Now that racial issues have once again taken center stage in America, you certainly can’t help seeing Frank’s images of race without a heightened sensitivity and awareness. The cover photo shows one of Frank’s most celebrated and controversial images, a segregated trolley in New Orleans.
At first glance, it’s just a few passengers, some black, some white, looking out of a trolley window. But as you view it from left to right, it goes from white to black, old to young, before focusing on the face of a black man staring plaintively at the camera, inviting you to try to understand his plight. Frank did this project in the 1950s, and the south he drove through was the Jim Crow south. Being from Switzerland, he had never come into contact with the kind of racial segregation that he witnessed in America. One of his photos in the book is of a black woman holding a white baby. Regarding that photo, Frank said that he just could not fathom how a white southern woman would entrust the care of her baby to a black woman, but wouldn’t sit next to her at a lunch counter.
The first photo of the fourth section shows a man playing a tuba in a marching band, with the American flag above him. The tuba completely obscures his face.
All you see in the photo are symbols of Americana; the human element is erased, suggesting that these symbols of America are more important than the identities of the people that the symbols represent.
I was particularly struck by the feeling of loneliness that many of the images induce. In many of these photos, the person is isolated, cut off from the rest of the world, and you feel it strongly.
The book was initially not well received. Depicting an America that was at odds with the happy, optimistic baseball and apple-pie image of the country at the time, Frank’s photos were seen by some as derogatory, and this startled and outraged many critics. By starting each section with an American flag, it was as if he was sticking an ironic finger in the eye of his critics. Popular Photography magazine described The Americans as “a sad poem by a very sick person”. The book sold 1100 copies and quickly went out of print. Fortunately, Beat literature was popular at the time, and Kerouac’s intro did expand the audience for the book. Over time, the stature of the book has grown, and as I mentioned earlier, its influence is profound. No book has been more influential on the course of contemporary photography than this one. Before this book, photography was thought of as something that could be understood universally; anyone would look at a photo and come to the same understanding and conclusions. Frank challenged that, his images and subject matter leaving the viewer with as many questions as answers. He also challenged the idea that photos needed to be technically perfect, letting his grainy, blurry images speak for themselves.
When I look through the book, I always re-read the introduction by Kerouac. I’m a fan of his writing, and On the Road had a profound influence on my younger self, as it did for many of my generation. Kerouac’s intro is a perfect complement to the photos, and reading Kerouac’s words brings back that feeling of melancholy and wanderlust that enhances my viewing experience. The last photo in the second section of the book shows the highway, stretching endlessly into the distance, a perfect visual accompaniment to the mental image conjured up by On the Road.
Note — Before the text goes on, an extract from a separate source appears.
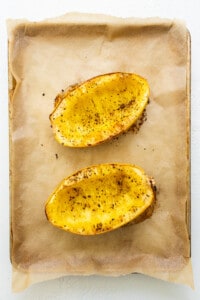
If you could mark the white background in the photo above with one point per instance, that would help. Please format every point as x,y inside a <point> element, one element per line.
<point>128,287</point>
My favorite form of photography is “street photography”, and The Americans is cited by many well-known, accomplished street photographers as a major influence. I can definitely see why. Street photography, where spontaneous, chance encounters with people hopefully convey some kind of raw, human element, is something I’d like to become better at.
As you can see, I’m still working on it. I’ve put Frank’s book on my nightstand, always within reach, to peruse at night as motivation to go out there and tell my own story.